Oldenburger Forschungen, Band 28

Christen – Pastoren – Bischöfe in der evangelischen Kirche Oldenburgs im 20. Jahrhundert

Oldenburger Forschungen Band 28 Titelbild

312 Seiten, 111 sw-Abbildungen, brosch., 2013, 19,80 €

ISBN 978-3-89995-998-7

Wer sich über leitende Theologen und Juristen in Oldenburgs evangelischer Kirche kundig machen will, etwa über Heinrich Tilemann und Wilhelm Flor vor dem Zweiten Weltkrieg oder über Wilhelm Stählin und Hermann Ehlers in der Nachkriegszeit, findet hier dank neu erschlossener Quellen Analysen zu Personen und Konzepten – und was daraus geworden ist.

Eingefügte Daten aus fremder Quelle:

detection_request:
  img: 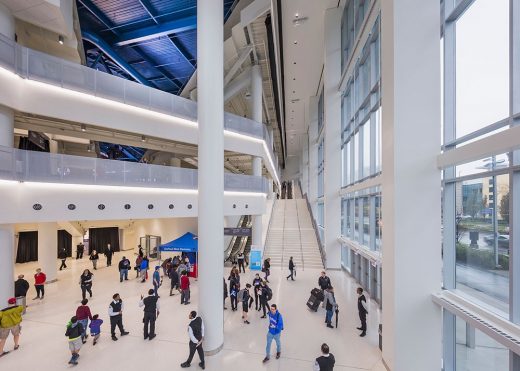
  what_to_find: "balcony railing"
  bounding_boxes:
[0,146,269,193]
[0,34,279,177]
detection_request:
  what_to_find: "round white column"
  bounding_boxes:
[197,0,224,355]
[0,224,14,308]
[38,223,58,283]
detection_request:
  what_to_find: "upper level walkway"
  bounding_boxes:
[0,35,279,183]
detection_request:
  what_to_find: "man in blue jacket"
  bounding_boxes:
[262,304,283,363]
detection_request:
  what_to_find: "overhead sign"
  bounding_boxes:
[224,228,251,237]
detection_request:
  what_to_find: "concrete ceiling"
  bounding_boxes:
[282,0,340,156]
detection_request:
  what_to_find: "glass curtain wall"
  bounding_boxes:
[440,0,520,371]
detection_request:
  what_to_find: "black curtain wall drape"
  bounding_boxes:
[58,229,72,257]
[16,231,38,263]
[88,227,119,254]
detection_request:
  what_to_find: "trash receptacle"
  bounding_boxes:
[379,323,383,350]
[16,296,27,314]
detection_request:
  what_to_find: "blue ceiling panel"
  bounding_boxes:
[76,0,239,94]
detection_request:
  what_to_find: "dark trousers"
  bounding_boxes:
[143,312,157,339]
[186,340,204,364]
[359,312,367,333]
[34,285,45,298]
[81,285,92,299]
[110,314,125,336]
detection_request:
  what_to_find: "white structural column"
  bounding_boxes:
[38,222,58,283]
[197,0,224,355]
[251,64,264,251]
[381,0,442,371]
[309,97,319,218]
[0,224,14,308]
[323,8,342,269]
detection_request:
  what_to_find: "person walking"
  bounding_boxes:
[181,271,190,305]
[286,256,296,281]
[0,298,23,358]
[134,255,143,278]
[239,283,253,325]
[65,316,83,365]
[33,268,47,300]
[323,286,338,328]
[139,257,150,283]
[229,272,240,311]
[262,258,271,282]
[169,265,179,296]
[79,269,94,300]
[222,277,228,310]
[152,265,162,296]
[139,289,160,340]
[104,244,114,267]
[76,299,92,344]
[76,242,85,259]
[237,251,246,273]
[318,271,332,293]
[260,281,273,318]
[89,314,103,345]
[14,274,30,314]
[253,273,262,311]
[262,304,284,363]
[357,287,368,337]
[314,343,336,371]
[58,247,67,271]
[108,294,129,341]
[89,250,99,270]
[117,256,130,282]
[181,310,206,370]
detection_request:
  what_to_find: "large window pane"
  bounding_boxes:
[456,175,509,317]
[456,0,509,137]
[456,318,509,371]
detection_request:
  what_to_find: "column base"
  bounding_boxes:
[204,343,224,357]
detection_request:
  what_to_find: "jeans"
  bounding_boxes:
[265,331,282,358]
[119,269,128,282]
[78,318,88,339]
[325,309,334,324]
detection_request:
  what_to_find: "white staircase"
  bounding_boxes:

Auch für einzelne Kirchengemeinden und Pastorenschicksale werden neue Belege vorgelegt und ausgewertet. Paul Schipper in Delmenhorst und Hermann Buck in Oldenburg und Wangerooge trotzten der Herrschaft der Deutschen

Christen und damit des Nationalsozialismus, während Reichsbischof Ludwig Müller die Unabhängigkeit des Christentums gegenüber Politik und Gesellschaft verspielte. Karl Jaspers und Rudolf Bultmann, die bedeutendsten Gelehrten aus der Region, nahmen aufmerksam teil an der kirchlichen Entwicklung im Oldenburger Land.

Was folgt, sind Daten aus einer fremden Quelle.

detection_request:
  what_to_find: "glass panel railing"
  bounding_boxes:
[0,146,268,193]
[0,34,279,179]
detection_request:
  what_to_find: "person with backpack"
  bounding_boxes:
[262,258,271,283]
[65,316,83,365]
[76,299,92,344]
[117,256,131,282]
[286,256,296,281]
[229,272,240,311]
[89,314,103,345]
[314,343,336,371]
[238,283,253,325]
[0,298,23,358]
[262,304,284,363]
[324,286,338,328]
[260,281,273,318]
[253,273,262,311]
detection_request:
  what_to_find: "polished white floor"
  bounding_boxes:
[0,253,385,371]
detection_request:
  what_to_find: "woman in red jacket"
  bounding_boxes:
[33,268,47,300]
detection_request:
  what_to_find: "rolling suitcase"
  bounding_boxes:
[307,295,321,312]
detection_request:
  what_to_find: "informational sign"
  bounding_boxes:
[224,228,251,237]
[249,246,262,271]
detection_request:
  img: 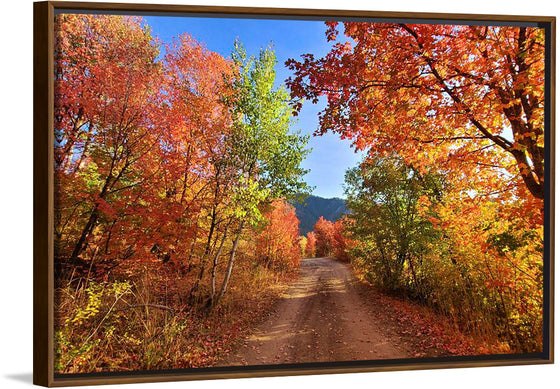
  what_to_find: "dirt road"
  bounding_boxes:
[222,258,411,366]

In zwölf biografischen Studien wird so die Zeitgeschichte lebendig, um bei der Suche nach der Zukunft die Orientierung zu behalten.

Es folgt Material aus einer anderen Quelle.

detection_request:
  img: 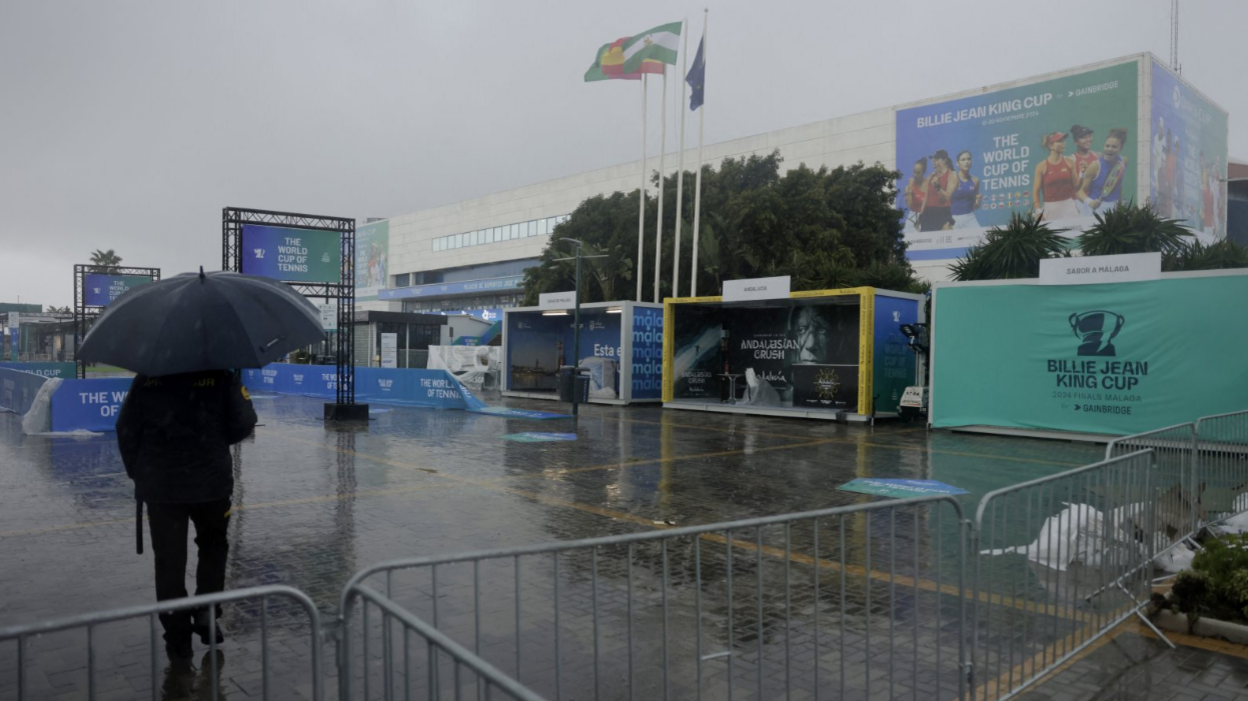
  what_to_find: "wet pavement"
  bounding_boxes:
[0,389,1238,701]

Rezension von Dr. Tim Unger, Pfarrer in Wiefelstede:

In der historischen Forschung der letzten Jahrzehnte lässt sich eine Hinwendung zu strukturellen Fragen und wiederum eine leise Gegenbewegung zu personengeschichtlichen Darstellungen feststellen. Das ist auch in der Kirchengeschichte nicht unberücksichtigt geblieben. Der Öffnung gegenüber sozial und mentalitätsgeschichtlichen Fragestellungen, die weiter ihre Evidenz behalten, folgten gerade in letzter Zeit die Renaissance z.B. großer Luther-Biographien und ein verstärktes Interesse an der Biographie bedeutender Theologen des 20. Jahrhunderts (z.B. Paul Althaus und Rudolf Bultmann).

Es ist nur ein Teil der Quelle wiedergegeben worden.